Under these provisions, certain shareholders may have their voting rights limited, while other shareholders may have voting rights in excess of one vote per share. Moreover, these provisions could have the effect of reducing the votes of certain shareholders who would not otherwise be subject to the 9.5% limitation by virtue of their direct share ownership.

We are authorized under our bye-laws to request information from any shareholder for the purpose of determining whether a shareholder’s voting rights are to be reallocated under the bye-laws. If any holder fails to respond to this request or submits incomplete or inaccurate information, we may, in our sole discretion, eliminate the shareholder’s voting rights.

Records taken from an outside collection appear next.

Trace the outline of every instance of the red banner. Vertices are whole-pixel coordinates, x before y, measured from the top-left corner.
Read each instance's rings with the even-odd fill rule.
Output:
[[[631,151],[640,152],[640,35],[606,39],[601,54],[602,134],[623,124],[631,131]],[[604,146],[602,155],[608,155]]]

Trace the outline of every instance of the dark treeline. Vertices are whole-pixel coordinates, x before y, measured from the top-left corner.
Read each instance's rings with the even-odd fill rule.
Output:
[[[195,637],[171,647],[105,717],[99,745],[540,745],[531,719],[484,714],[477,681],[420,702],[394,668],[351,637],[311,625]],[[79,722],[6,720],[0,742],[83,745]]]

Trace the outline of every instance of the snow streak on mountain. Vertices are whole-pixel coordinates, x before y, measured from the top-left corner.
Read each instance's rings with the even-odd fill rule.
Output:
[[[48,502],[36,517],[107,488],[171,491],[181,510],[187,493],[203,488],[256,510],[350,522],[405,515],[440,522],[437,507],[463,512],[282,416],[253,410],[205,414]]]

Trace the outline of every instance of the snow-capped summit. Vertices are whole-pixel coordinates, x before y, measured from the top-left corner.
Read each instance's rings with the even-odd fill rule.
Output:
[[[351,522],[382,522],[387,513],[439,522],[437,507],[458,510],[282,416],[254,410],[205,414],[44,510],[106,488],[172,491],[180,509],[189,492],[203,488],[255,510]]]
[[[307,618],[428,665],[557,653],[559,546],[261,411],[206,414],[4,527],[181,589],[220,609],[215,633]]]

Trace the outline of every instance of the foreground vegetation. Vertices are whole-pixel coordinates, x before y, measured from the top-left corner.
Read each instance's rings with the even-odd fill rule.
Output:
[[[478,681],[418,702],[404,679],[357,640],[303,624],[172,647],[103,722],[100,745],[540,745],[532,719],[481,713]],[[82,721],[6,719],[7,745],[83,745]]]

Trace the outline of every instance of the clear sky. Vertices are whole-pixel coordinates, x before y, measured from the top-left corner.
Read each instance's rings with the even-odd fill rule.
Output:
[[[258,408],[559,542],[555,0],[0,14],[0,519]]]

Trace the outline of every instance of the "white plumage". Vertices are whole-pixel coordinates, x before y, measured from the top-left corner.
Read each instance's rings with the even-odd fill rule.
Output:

Any shareholder must give notice to the Company within ten days following the date it owns 9.5% of our common shares.

Following the offering, our bye-laws may contain provisions that could discourage takeovers and business combinations that our shareholders might consider in their best interests.

In connection with this offering, we intend to seek the consent of our shareholders to amend our bye-laws to include certain provisions that could have the effect of delaying, deterring, preventing or rendering more difficult a change in control of us that our shareholders might consider in their best interests.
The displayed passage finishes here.